鲁嬷嬷往日最疼阿萝的,哪里受得了她这般祈求的小眼神的,当下少不得起身去寻。

片刻后,终于寻得了,阿萝像得了宝贝一般,抱着那小红木锤子,喜滋滋地钻进被子里睡去了。

这一夜,阿萝做了一个梦,有点可怕。

梦中,萧敬远来到了她榻前,手里便拿着那个小红木锤子,一脸的刻板正经。

他抬起手,用小红木锤子敲了下她的脑袋,敲一下,问一句。

“你还调皮不调皮?”

“以后还敢不敢乱跑?”

“不听话,就打!”

“还不赶紧去女学!”

“你会弹琴吗?会写诗吗?”

“昨日学的诗文会背了吗?”

“今天的字练过了吗?”

阿萝捂着闷疼的脑袋,猛地从梦中惊醒过来。

她揉着惺忪睡眼,摸索着将小红木锤子拿到眼前,歪头仔细看了半响,最后吐吐舌头,摇头。

“哎……七叔好可怕啊!怪不得永瀚他们都怕他。”

说完这个,她随手把小红木锤子扔到了旁边案几上。

可怜的小红木锤子被无情抛弃,投掷在案几上时发出铿锵的一声。

远在萧家的萧敬远,也已经躺下,准备入睡,却就在此时,眉头不自觉地皱了下。

不知道怎么,他想起了白日的种种。

想起那娇滴滴的小姑娘,他不由得摇头,叹息。

“这小姑娘,以后哪个娶了,怕是不知道多少操心。”

第21章

这一早起来,阿萝先陪着老祖宗用膳,之后拜别了老祖宗,便过去母亲所在的枫趣苑。昨日回来的时候,一众人围在老祖宗,这其中自然有宁氏,阿萝当时偷偷瞅过去,只见母亲面上虽看似轻淡,但其实眸子里也透着担忧的,便颇有些心疼。

如今过来母亲房中,刚进院子便闻到熬药的香气,待看到丝珮捧着个药碗,她便明白了:“母亲可是哪里不好?”

丝珮忙道:“原也没什么,只是胎相不稳罢了,这都是安胎的。”

阿萝点头,心里想着上辈子母亲后来终究没保下这胎的事儿,便道:“丝珮姐姐,你忙就是了,这药我给母亲端过去。”

丝珮哪里敢啊,连忙道:“姑娘,你可别闹了,这是热腾腾的药碗,若是散了,白糟蹋了这药也就罢了,万一烫到姑娘,哪个担当得起。”

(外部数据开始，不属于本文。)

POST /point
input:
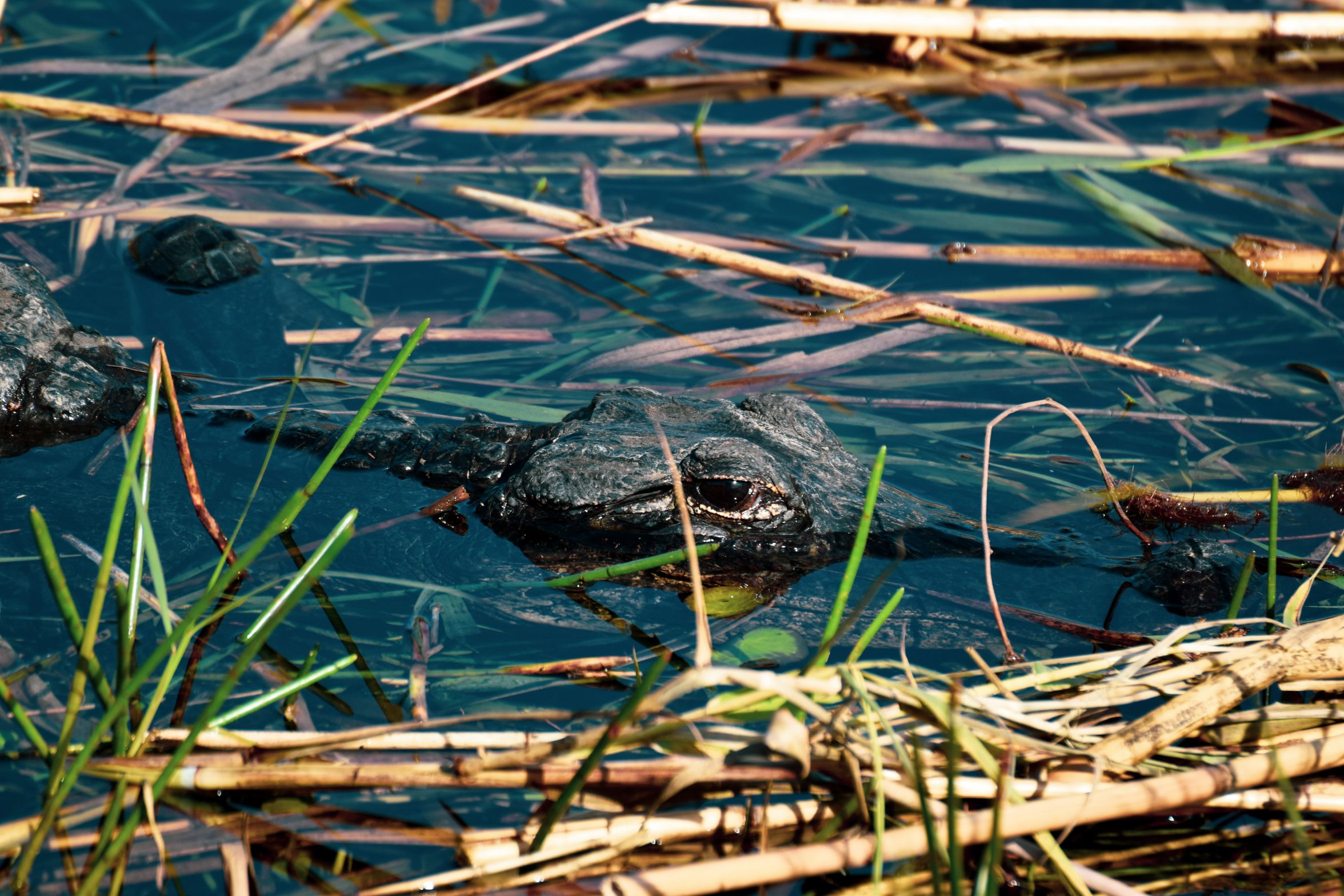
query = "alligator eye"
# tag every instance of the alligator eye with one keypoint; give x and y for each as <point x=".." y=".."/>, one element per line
<point x="729" y="496"/>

阿萝见此,想想也是,便没再说什么,当下随着丝珮一起进了屋。

宁氏见女儿蹦蹦跳跳地进来了,看着倒是欢快,并不像太过受惊的样子,也是多少放心。不过想起昨日事,还是颇有些不悦:“你也太过荒唐了,若是有个万一,后果不堪设想。”

阿萝笑嘻嘻地上前,作揖赔礼:“母亲,我自是知道错了,以后再不敢,如今得了这教训,又没出什么事,也算是因祸得福。人不是还说,大难不死必有后福嘛,一看女儿我便是个有福气的!”

这话说得宁氏倒是无言以对,怔怔看了女儿半响,最后叹了口气。

她也是不明白了,自己生性淡泊,也并不喜言笑,怎么生出个女儿来,竟是个如此顽劣的。

阿萝见母亲面上的不悦散去,赶紧得寸进尺,故意委屈地道;“今日外面冷得厉害,我这一路过来,还打了个喷嚏。”

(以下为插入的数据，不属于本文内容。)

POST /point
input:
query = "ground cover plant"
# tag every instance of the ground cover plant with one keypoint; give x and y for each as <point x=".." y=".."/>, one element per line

宁氏看她那耍赖的小模样,心里猜着她说的假话,不过也懒得拆穿,还是吩咐丝珮把个秋香锈金丝大条褥铺在矮塌上,塞了个铜暖炉在怀里,又让小丫鬟搬过来梅花描金小几,上面放了些许热果茶,好让她暖暖身子。

“我瞧着你这几日身子大好了,若是无事,赶明儿也该去女学了。”宁氏淡声道。

“嗯……母亲说得是。”

阿萝没想到母亲迎头就是这句话,一时想起昨晚七叔敲脑袋的噩梦来,不免打了一个寒颤,小小声地说:“其实女学中的先生,未必比得上母亲,我跟着母亲学学练字,如今倒是自觉长进不小。”

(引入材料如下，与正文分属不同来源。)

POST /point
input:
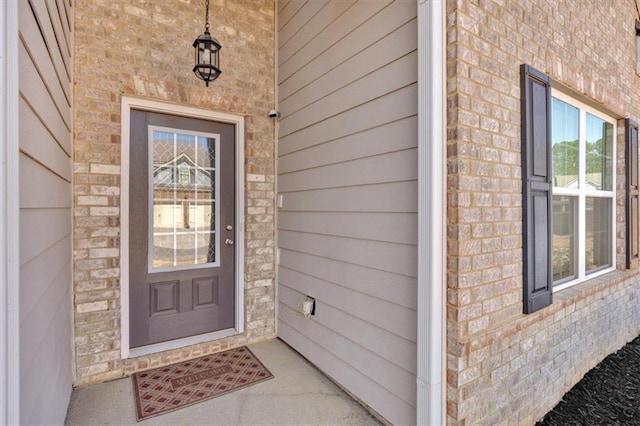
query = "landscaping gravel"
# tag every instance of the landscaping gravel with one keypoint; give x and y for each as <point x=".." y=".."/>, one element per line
<point x="609" y="394"/>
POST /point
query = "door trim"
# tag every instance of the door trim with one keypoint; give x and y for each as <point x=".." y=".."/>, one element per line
<point x="129" y="103"/>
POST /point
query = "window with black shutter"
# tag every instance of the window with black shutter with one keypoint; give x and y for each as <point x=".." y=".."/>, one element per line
<point x="569" y="209"/>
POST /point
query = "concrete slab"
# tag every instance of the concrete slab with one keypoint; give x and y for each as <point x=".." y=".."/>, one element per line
<point x="298" y="394"/>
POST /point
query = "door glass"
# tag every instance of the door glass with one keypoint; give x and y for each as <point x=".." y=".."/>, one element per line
<point x="183" y="185"/>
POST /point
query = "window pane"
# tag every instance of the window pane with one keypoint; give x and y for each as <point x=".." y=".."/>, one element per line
<point x="599" y="154"/>
<point x="565" y="134"/>
<point x="183" y="200"/>
<point x="564" y="238"/>
<point x="598" y="233"/>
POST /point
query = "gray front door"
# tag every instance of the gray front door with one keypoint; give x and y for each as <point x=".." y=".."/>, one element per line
<point x="181" y="227"/>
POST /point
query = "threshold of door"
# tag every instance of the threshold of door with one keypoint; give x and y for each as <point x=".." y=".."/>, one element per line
<point x="180" y="343"/>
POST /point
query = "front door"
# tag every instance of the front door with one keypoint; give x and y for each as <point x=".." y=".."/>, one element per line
<point x="181" y="227"/>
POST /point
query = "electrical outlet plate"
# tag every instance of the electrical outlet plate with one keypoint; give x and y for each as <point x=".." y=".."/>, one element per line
<point x="308" y="306"/>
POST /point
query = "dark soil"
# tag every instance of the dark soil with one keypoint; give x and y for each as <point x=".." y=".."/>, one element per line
<point x="609" y="394"/>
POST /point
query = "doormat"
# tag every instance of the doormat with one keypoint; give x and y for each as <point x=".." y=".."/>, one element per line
<point x="166" y="389"/>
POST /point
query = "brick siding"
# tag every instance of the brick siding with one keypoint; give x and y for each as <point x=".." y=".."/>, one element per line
<point x="143" y="48"/>
<point x="504" y="367"/>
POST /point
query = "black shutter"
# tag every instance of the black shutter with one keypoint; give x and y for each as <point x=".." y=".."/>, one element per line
<point x="631" y="144"/>
<point x="536" y="188"/>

宁氏无奈,淡声道:“只是我不过教你一些皮毛罢了,若是真要长进,未必能教你。”

“为什么?”

“严师出高徒,我自问做不来严师。”

阿萝想想,也有道理,便点头道;“母亲说的是,人说严父慈母,母亲性情温柔,待阿萝好,自然不舍得对阿萝多加苛责。这么一说——”

她故意叹道:“若是父亲回来教我,那该多好啊!”

谁知道阿萝这边刚一谈到父亲儿子,那边宁氏的眼神中顿时浮上了一层黯淡之色。

她勉强笑了下:“你父亲在外驻守,轻易不得回,一年能回来那么两次,已经是天恩浩荡了。”

阿萝仔细瞅着母亲神色,不着痕迹地继续试探:“为什么父亲要驻守在南洛啊,我听哥哥说,父亲已经在外六年了,按理也该调回来了吧?”

宁氏默然无言。

阿萝暗暗纳闷,又故意道;“要不这样吧,赶明儿我就给老祖宗说,请她把父亲叫回来,到时候父亲既可以上孝老祖宗,又可以对我严加督导,岂不是两全其美!”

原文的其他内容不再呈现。